I noticed a moth fluttering in the garden, went out as quickly as I could on crutches and it waited for me! I haven’t been able to identify it. Can anyone help?
There was a lovely surprise in the post this morning, a card from a very kind blogging friend in Louisville, Kentucky! Thank you so much, Marilyn.
It is the 80th birthday of the war photographer, Don McCullin. Carol Ann Duffy wrote this remarkable poem about him and his work which I find very moving as did my GCSE pupils. Don McCullin is on Radio 4 now in the programme Front Row, worth listening to on iPlayer if you are able to as he talks about the influences of war photography and that the photographer has to do ‘what someone must.’

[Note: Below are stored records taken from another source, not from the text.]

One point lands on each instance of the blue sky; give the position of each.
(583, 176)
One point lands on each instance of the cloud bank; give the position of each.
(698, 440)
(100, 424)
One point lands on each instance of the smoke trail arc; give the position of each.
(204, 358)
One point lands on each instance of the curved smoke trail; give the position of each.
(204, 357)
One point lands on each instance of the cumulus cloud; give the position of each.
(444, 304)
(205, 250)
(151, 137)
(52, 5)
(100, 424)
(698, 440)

War Photographer – Carol Ann Duffy
In his dark room he is finally alone
with spools of suffering set out in ordered rows.
The only light is red and softly glows,
as though this were a church and he
a priest preparing to intone a Mass.
Belfast. Beirut. Phnom Penh. All flesh is grass.
He has a job to do. Solutions slop in trays
beneath his hands, which did not tremble then
though seem to now. Rural England. Home again
to ordinary pain which simple weather can dispel,
to fields which don’t explode beneath the feet
of running children in a nightmare heat.
Something is happening. A stranger’s features
faintly start to twist before his eyes,
a half-formed ghost. He remembers the cries
of this man’s wife, how he sought approval
without words to do what someone must
and how the blood stained into foreign dust.
A hundred agonies in black and white
from which his editor will pick out five or six
for Sunday’s supplement. The reader’s eyeballs prick
with tears between the bath and pre-lunch beers.
From the aeroplane he stares impassively at where
he earns his living and they do not care.